The office posts ethics agreements online from up to 1,000 executive branch officials, including Cabinet secretaries. But agreements by White House officials are filed with the Executive Office of the President and are not public.
The Times reported on May 14 that Kushner’s ethics agreement has been withheld from public view. Kushner, whom Trump deputized to negotiate with leaders in the Middle East, has personal holdings that he has valued at $206 million to $700 million, according to financial disclosure forms.
Kushner also remains an investor in partnerships controlled by Kushner Cos., a family-owned real estate corporation that he formerly led. It is seeking to refinance some of its office towers in New York and Chicago.
Kushner’s lawyer, Abbe Lowell, has cited the ethics agreement as a key part of how his client has sought to mitigate or avoid potential conflicts of interest. But Lowell has declined to disclose the agreement or to characterize its contents.

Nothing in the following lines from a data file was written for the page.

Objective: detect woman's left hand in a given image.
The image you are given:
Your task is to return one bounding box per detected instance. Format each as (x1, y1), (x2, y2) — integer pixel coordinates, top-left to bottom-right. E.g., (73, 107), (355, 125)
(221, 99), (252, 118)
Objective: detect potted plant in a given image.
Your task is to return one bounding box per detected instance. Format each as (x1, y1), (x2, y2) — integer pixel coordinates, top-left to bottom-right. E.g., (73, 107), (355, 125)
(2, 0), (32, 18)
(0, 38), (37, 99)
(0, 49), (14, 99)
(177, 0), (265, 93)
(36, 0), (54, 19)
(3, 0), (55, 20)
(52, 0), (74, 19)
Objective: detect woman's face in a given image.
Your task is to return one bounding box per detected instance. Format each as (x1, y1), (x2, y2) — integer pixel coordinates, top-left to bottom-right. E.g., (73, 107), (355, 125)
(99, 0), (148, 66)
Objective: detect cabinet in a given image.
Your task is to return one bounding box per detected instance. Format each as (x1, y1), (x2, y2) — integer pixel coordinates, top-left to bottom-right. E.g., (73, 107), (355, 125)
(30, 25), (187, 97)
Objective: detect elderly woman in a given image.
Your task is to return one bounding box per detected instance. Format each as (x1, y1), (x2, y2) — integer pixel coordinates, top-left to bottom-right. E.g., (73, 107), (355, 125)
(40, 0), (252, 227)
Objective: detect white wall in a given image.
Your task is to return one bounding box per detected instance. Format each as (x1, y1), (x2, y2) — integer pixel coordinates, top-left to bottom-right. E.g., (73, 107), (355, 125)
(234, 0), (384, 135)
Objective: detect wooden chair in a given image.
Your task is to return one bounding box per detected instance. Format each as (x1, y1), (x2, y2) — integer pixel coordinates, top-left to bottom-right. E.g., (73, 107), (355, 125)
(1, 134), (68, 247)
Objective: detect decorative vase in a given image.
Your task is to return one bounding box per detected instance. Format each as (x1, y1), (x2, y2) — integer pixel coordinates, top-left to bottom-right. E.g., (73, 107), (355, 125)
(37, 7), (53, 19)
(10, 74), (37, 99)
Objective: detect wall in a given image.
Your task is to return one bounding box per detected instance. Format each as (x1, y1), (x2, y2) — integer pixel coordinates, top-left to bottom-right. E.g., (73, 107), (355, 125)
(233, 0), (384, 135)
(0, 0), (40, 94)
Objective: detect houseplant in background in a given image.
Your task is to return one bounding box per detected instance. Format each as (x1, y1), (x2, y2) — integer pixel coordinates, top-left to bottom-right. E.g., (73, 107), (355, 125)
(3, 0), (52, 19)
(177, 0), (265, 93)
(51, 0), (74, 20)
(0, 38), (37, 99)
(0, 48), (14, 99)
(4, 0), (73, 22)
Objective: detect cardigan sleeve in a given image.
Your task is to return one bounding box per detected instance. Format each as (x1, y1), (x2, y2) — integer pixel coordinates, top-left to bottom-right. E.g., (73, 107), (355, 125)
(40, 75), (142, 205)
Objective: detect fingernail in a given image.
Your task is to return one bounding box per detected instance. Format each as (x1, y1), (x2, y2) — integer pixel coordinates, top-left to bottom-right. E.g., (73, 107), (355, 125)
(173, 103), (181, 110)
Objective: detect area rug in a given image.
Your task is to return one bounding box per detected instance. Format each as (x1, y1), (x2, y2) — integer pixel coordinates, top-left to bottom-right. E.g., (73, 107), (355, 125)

In an interview, Raskin said he saw no legitimate basis for keeping Kushner’s ethics agreement private.
“The administration should release his ethics agreement if he’s going to stay involved in the government,” Raskin said. “It’s just unfathomable that a guy could have that kind of power and influence but maintain a secret ethics agreement.... There’s simply no conceivable rationale for burying this in the sand.”
Under the proposed legislation, all ethics agreements would be filed with the Office of Government Ethics, whose director could make them public.
In a letter Friday, 10 organizations and individuals specializing in government ethics called upon House members to empower the office to “assume the role of a genuine watchdog.” One backer, Fred Wertheimer, an activist for government accountability, said Kushner’s agreement should be public.
“This is completely unacceptable,” Wertheimer said in an interview. “Kushner’s engaged in various foreign issues, and we don’t know what he has agreed to, in terms of eliminating his potential conflicts of interest.”